Unmittelbar vor der Sitzung des SPD-Vorstandes am Montagabend ist aus dem Dreikampf um die OB-Kandidatur ein Zweikampf geworden. Fraktionschef Alexander Reissl zog seine Bewerbung zurück. Damit rückt die Kür von Wirtschaftsreferent Dieter Reiter immer näher. Reiter rechnet damit, dass ihn der Vorstand als OB-Kandidaten vorschlagen wird. "Ich gehe davon aus, dass es einen Vorschlag geben wird", sagte Reiter der Süddeutschen Zeitung. Reiter liegt nach einer Tour durch die 44 SPD-Ortsvereine, wo sich die drei Bewerber in den vergangenen Monaten einzeln präsentiert haben, deutlich vorne.

Nach SZ-Informationen haben sich weit mehr als die Hälfte der Ortsvereine für ihn ausgesprochen. Auf jedem Parteitag würde ein solches Votum bereits im ersten Wahlgang zum Sieg reichen.Die SPD hat sich jedoch für eine umfangreiche Beteiligung der Basis entschieden. Am Montagabend sollen die 44 Ortsvereinsvorsitzenden das Votum ihres Ortsvereins vortragen.

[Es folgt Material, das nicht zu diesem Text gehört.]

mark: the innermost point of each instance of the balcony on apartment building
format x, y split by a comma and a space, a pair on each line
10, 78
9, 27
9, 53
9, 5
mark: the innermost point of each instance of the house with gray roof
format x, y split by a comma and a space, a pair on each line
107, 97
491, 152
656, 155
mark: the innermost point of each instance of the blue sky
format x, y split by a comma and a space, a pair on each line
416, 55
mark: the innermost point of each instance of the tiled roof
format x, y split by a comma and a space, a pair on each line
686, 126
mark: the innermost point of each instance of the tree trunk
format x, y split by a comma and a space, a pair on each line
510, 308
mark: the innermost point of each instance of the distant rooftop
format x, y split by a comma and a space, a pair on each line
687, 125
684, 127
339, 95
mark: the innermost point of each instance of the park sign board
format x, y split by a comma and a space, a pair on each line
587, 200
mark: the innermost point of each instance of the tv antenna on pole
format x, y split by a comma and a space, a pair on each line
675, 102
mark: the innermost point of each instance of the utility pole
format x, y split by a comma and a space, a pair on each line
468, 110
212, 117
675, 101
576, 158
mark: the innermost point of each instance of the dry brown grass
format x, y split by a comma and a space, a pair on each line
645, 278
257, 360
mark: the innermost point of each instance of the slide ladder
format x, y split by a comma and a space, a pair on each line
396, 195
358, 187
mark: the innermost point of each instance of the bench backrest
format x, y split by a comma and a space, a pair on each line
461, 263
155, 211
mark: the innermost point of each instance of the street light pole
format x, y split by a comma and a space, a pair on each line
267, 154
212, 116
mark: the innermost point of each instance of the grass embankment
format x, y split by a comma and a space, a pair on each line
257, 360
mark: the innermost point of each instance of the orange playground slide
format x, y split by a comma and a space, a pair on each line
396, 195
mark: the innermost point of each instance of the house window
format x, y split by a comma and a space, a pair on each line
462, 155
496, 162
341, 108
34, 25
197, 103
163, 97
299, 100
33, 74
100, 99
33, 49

Danach berät der Vorstand über dieses Meinungsbild.
Die spannende Frage wird dabei sein, ob die Mehrheit des Vorstandes Reiters Vorsprung als so klar und eindeutig einschätzt, dass sich ein weiteres Verfahren erübrigt. Reiter selber stuft ein Resultat von über 50 Prozent als "erkennbare Mehrheit" ein. "Ob das der Partei reicht, muss der Parteivorstand entscheiden", sagte er. Sollte sich der Vorstand für Reiter entscheiden, würde er ihn noch in der Nacht zur Kandidatur auffordern. Danach käme es spätestens im Januar zu einem so genannten Aufforderungs-Parteitag, auf dem der Vorstandsbeschluss abgesegnet würde. Die eigentliche Kür würde erst auf einem späteren Nominierungsparteitag stattfinden.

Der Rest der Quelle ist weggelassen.